What about melting due to the actual warm air temperature? Again, air has a very hard time melting snow, even more so than rain because the heat capacity of air is about 4.2 times less than that of water. Therefore 4.2 times as much mass of air is needed to perform the same melting as a given mass of water. So melting a kilogram of snow using air at 5 degC (41 degF) would require 66 kilograms of it (330/5), which is a volume of about 55 cubic meters (almost 2000 cu ft), or the volume of a 12 x 20 ft room with 8 ft ceilings. And all that air would be cooled right to 0 degC in the process of melting 1 measly kilogram of snow. It's easy to see why strong winds are key to melting snow rapidly, because you've got to keep a continual fresh supply of 40 degF air coming through if you're going to melt any significant snow. With calm winds, the air right above the snow is quickly cooled to 0 degC, and it just sits there, incapable of melting any snow at all. The warmer air farther above is insulated from the snow by the denser now-cooled air, and without wind (or solar heating) the cold dense air can't move out of the way.
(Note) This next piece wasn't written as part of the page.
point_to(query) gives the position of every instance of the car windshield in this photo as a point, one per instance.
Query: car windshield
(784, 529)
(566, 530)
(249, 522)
So two days of 40 degF temperatures probably melted even less of the snow than did 10" of rain at that temperature, but trying to calculate this is not easy. Let's just say it's lost a total of about 1" of SWE out of 18". With the current 44" depth and now 17" of SWE, that gives a density of about 40%, which makes perfect sense. That's the same as the typical springtime density of a well-consolidated maritime snowpack. Instead of having an unusually light-and-fluffy snowpack as we did before this storm, it's now settled to more typical Pacific Northwest density. But very little of it, only a few %, has actually been lost due to melting.

But how can we verify that any of these calculations are even close to correct? We need some way of knowing the actual SWE in the snowpack. Thankfully, even though NWAC doesn't use them, the NRCS SNOTEL network has a SWE sensor at every one of its sites (it's a rubber pillow filled with antifreeze, set flush to ground level, with a pressure sensor to measure the weight of the snowpack sitting on it). We just need to find a nearby SNOTEL site at a similar elevation, about 3000 ft: let's pick Cougar Mountain SNOTEL at 3200 ft (NOT the same as the Cougar Mountain near Issaquah), which has decent data (no big gaps or missing values like most other nearby sites) and this map shows how close it is to Snoqualmie Pass. I grabbed the last 7 days of hourly data and plotted it:



The green line shows that about 10" of precip have fallen the last 2 days, with temps (cyan line) around 40-43 degF. The blue line shows the rapidly decreasing snowdepth over the past 2 days, while the black line is the water content of the snow (SWE). Even though the depth has decreased from 50" to 37", the SWE has barely decreased at all, dropping only from about 17" down to 16". Meanwhile, the density (violet line) at this site has increased from 31% to 44% over the same time. Which illustrates numbers comparable to those calculated above, verifying that the basic point of this post is true: The snowpack at 3000 ft in the Central Cascades has settled during this Pineapple Express, but not melted in any significant way. Despite all the rain, only a few percent of the pre-existing snowpack has melted, well under 10% loss even at this fairly low elevation.

(Note that this SNOTEL site is west of the crest and isolated from any very cold easterly pass flow like Snoqualmie Pass gets, so it makes sense that the Snoqualmie Pass site would have had a much lighter-density snowpack prior to the rain, and thus settled more during the rain. Maybe John, i.e. Stimbuck, has the actually density numbers from his pit?)

Hey Amar,

Very well explained & supported - and logged at 3am. Your inner geek should be proud!

-Dave R

...now help me reconcile the Tinkham site.

Great post, Amar!

You should change your TAY login to Ask_Mr_Science.

A rare instance (these days) of science helping to dispel the blues.

Nicely done, Amar. I'd not thought about it in those terms before, but after your third sentence, I was sold. Data made it all the more convincing. How'd you learn about the inner workings of the snow measurement equipment?

In other news:

Fascinating post, Amar!  Isn't there also the possibility of some mechanical erosion of the saturated snowpack surface by runoff at inclined sites?